CYBERSECURITY researchers uncovered five malicious Rust crates masquerading as time utilities to exfiltrate .env data from developer environments. The crates—chrono_anchor, dnp3times, time_calibrator, time_calibrators, and time-sync—were published to crates[.]io between late February and early March 2026 and impersonate timeapi[.]io, with exfiltration tied to a single threat actor based on the uniform methodology and domain disguise.
Chrono_anchor in particular hides its data-stealing logic in a guard[.]rs file invoked by an optional sync function to avoid tipping off developers, and the campaign repeatedly targets .env secrets whenever CI workflows run the malicious code.
In parallel, an AI-powered bot named hackerbot-claw exploited public GitHub Actions workflows, scanning at least seven repositories including aquasecurity/trivy, to steal a Personal Access Token and push a malicious VS Code extension to Open VSX, enabling local AI agents to exfiltrate data; the attackers used highly permissive AI tooling and then moved secret data to a private repository.
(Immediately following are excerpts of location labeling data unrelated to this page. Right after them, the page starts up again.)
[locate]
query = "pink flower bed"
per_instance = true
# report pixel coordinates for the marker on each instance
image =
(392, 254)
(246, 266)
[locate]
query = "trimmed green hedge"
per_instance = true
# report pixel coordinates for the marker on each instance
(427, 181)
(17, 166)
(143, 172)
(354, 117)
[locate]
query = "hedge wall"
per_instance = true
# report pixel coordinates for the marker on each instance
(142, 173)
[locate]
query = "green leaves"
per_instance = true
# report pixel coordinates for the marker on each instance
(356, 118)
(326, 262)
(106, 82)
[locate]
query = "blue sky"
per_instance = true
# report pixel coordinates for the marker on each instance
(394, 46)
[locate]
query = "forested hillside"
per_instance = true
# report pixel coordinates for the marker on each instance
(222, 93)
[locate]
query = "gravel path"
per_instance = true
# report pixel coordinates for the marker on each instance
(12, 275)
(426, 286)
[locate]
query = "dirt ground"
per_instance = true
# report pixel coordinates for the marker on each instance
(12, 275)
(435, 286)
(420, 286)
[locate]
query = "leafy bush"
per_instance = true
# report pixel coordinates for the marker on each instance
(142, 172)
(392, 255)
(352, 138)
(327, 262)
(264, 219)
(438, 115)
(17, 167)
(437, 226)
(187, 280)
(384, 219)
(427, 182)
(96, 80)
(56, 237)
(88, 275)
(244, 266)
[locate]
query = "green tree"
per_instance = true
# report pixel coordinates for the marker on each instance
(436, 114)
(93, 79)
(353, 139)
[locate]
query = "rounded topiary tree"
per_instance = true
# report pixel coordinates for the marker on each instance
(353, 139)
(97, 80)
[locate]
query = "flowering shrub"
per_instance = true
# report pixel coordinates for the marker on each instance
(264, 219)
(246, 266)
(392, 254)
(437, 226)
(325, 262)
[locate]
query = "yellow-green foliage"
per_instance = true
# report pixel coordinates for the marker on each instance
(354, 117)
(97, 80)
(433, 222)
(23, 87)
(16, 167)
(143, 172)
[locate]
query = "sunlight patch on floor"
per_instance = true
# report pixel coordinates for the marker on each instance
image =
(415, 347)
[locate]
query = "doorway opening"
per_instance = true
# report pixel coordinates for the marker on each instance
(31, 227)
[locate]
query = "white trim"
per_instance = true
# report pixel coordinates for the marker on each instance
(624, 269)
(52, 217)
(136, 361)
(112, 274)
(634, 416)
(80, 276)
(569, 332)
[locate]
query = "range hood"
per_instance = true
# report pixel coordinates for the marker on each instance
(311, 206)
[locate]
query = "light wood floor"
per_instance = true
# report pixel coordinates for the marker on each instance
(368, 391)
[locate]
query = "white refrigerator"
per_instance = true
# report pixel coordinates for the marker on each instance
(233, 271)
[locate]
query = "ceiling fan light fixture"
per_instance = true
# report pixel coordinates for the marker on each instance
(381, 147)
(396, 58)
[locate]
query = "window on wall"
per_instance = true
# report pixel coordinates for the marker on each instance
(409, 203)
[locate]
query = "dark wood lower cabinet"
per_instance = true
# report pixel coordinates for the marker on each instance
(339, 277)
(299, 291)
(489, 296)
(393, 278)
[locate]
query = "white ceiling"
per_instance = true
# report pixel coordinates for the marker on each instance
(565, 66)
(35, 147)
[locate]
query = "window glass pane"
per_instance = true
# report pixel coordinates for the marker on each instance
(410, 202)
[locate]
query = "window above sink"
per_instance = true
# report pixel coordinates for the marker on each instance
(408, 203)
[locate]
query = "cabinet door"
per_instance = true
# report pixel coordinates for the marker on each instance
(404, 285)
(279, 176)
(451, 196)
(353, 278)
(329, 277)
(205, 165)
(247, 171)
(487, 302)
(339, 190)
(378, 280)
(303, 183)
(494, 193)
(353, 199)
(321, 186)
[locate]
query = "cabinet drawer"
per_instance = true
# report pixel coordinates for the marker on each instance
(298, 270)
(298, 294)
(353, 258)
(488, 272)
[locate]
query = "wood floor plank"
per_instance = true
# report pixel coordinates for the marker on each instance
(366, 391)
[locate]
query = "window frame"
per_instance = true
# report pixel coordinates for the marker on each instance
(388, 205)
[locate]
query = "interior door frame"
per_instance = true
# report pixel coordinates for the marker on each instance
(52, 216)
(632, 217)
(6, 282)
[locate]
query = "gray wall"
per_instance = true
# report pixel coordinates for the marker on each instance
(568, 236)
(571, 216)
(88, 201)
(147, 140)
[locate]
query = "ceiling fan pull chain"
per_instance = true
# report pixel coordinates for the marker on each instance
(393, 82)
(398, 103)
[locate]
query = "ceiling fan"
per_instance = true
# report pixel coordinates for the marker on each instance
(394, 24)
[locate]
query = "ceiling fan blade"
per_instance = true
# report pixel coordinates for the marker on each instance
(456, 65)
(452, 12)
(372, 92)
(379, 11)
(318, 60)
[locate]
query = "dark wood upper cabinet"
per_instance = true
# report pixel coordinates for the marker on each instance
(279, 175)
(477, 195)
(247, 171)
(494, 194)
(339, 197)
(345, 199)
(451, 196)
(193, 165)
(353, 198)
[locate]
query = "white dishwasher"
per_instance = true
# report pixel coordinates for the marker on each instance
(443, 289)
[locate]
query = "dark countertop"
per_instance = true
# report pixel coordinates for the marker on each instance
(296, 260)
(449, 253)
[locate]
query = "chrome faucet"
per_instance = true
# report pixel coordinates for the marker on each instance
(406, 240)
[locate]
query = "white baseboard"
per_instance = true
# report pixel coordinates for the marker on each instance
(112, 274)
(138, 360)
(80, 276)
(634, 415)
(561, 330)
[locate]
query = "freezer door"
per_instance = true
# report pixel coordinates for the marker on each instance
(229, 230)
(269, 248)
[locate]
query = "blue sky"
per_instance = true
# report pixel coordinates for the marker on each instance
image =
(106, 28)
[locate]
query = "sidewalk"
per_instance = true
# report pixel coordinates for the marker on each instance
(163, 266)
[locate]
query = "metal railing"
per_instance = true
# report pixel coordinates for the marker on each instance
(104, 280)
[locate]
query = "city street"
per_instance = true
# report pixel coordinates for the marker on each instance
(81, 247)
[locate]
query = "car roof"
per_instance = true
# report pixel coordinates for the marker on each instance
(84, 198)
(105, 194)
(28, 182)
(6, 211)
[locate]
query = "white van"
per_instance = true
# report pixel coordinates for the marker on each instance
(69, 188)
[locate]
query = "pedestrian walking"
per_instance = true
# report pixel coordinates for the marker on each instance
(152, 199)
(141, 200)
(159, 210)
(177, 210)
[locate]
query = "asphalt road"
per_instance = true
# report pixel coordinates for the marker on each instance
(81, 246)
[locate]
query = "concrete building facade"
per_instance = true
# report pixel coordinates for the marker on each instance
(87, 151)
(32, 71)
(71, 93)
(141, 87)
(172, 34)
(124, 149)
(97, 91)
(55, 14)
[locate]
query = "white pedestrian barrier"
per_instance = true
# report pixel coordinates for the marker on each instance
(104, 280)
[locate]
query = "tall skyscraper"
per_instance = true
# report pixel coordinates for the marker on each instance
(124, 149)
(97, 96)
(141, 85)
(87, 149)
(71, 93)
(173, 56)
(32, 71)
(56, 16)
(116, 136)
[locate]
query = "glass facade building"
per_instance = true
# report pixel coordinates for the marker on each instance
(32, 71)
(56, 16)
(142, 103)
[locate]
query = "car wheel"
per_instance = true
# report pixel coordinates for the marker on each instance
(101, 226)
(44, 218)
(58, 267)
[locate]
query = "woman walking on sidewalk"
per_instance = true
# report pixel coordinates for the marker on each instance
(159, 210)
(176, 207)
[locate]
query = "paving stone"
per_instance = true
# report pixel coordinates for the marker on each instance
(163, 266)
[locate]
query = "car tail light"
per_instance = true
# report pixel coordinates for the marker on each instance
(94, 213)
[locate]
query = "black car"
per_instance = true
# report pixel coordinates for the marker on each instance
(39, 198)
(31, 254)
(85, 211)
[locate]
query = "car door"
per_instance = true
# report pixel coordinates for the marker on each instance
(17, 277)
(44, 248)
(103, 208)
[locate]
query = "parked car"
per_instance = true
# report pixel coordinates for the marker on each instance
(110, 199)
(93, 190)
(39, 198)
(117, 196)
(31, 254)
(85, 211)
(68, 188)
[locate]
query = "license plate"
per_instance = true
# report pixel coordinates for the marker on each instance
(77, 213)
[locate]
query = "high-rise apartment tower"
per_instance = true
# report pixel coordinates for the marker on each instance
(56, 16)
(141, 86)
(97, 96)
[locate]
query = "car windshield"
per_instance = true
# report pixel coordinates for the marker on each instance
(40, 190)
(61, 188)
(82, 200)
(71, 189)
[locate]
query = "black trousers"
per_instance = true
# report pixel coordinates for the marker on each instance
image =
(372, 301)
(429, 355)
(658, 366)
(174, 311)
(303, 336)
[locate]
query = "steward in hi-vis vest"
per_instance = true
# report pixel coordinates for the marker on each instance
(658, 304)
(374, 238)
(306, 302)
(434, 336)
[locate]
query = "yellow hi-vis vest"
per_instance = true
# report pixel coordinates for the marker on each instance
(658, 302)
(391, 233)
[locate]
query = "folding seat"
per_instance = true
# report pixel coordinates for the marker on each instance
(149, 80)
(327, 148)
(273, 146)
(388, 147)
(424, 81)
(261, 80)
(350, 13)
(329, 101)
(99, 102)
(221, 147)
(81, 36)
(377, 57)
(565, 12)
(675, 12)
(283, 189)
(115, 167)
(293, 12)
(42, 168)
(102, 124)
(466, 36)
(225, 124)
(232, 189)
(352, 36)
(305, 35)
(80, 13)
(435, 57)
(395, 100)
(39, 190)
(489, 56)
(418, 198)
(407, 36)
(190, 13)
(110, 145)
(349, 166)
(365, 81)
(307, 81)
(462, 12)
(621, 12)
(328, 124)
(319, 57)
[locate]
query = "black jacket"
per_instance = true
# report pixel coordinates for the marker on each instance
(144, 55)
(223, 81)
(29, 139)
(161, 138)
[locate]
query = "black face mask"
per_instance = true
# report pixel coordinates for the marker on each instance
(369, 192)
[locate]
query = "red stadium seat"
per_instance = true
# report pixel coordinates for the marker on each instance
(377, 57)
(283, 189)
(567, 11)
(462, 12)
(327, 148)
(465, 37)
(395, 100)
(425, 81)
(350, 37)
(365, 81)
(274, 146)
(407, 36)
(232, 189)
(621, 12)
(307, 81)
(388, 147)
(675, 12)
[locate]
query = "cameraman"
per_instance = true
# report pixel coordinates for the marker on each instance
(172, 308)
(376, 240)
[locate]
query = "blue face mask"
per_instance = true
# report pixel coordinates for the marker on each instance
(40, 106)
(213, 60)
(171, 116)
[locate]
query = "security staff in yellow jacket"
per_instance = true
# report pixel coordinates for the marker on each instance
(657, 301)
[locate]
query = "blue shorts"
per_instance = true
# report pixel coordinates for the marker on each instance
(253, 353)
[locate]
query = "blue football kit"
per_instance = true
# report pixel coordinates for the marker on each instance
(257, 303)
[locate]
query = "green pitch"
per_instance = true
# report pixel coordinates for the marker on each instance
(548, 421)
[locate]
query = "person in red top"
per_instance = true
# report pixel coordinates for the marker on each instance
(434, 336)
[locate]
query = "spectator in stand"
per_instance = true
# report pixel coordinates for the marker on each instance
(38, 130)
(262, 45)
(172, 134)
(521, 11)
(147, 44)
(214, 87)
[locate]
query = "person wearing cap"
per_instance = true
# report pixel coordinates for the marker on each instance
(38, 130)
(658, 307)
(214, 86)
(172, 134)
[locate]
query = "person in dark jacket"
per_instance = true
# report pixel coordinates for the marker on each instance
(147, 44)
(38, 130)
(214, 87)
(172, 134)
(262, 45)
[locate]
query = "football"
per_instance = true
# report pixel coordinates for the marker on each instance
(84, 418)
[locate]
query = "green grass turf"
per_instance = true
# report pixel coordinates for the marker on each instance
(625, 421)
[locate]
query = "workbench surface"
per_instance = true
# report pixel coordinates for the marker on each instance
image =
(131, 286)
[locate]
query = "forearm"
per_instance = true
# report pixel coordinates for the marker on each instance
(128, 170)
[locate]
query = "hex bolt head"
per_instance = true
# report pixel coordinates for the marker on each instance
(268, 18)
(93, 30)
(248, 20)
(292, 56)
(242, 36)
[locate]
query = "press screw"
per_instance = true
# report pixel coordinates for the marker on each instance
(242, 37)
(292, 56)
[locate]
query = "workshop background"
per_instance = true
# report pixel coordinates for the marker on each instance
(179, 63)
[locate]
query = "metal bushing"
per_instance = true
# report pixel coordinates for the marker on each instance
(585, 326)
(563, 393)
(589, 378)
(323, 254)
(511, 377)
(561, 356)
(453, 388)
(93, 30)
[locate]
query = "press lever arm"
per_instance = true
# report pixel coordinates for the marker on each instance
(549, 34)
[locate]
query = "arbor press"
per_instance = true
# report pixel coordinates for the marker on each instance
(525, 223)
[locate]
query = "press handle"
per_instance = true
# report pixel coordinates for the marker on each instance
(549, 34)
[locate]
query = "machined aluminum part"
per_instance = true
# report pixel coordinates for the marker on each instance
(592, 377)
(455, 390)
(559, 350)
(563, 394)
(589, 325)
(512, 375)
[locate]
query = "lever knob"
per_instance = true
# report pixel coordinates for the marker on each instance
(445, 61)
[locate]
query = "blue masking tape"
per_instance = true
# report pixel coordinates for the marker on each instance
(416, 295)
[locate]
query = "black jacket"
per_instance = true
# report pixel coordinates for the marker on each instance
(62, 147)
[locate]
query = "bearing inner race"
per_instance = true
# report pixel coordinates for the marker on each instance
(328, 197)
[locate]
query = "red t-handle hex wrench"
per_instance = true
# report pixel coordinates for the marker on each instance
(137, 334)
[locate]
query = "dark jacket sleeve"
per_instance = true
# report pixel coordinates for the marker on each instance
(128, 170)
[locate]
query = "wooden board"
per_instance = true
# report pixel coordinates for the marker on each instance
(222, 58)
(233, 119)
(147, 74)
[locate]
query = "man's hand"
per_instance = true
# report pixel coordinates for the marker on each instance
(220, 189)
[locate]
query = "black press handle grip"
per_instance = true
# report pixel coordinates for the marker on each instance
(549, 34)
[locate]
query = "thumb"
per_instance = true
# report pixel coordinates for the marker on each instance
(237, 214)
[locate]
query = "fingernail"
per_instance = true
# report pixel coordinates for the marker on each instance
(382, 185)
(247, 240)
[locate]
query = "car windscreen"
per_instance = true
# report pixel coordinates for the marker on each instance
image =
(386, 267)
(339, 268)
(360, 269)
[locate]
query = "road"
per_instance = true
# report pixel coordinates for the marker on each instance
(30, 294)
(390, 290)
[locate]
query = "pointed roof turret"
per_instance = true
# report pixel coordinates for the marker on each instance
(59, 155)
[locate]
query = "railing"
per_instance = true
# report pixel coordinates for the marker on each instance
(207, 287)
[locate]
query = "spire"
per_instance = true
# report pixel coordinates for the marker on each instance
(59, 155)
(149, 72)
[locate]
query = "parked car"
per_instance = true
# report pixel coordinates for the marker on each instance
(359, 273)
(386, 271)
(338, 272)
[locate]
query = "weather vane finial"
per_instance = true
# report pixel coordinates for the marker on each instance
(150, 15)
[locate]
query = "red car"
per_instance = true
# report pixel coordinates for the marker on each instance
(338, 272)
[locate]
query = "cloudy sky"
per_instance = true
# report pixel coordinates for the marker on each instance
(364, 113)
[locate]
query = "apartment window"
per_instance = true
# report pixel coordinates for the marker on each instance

According to Socket, the campaign demonstrates how low‑complexity supply‑chain malware can deliver high impact within developer workspaces and CI jobs, and CVE-2026-28353 has been issued in relation to Aqua Security’s Trivy extension incident. Between February 21 and 28, 2026, the attacker’s activity targeting notable projects underscores the need to audit CI/CD credentials and restrict outbound access.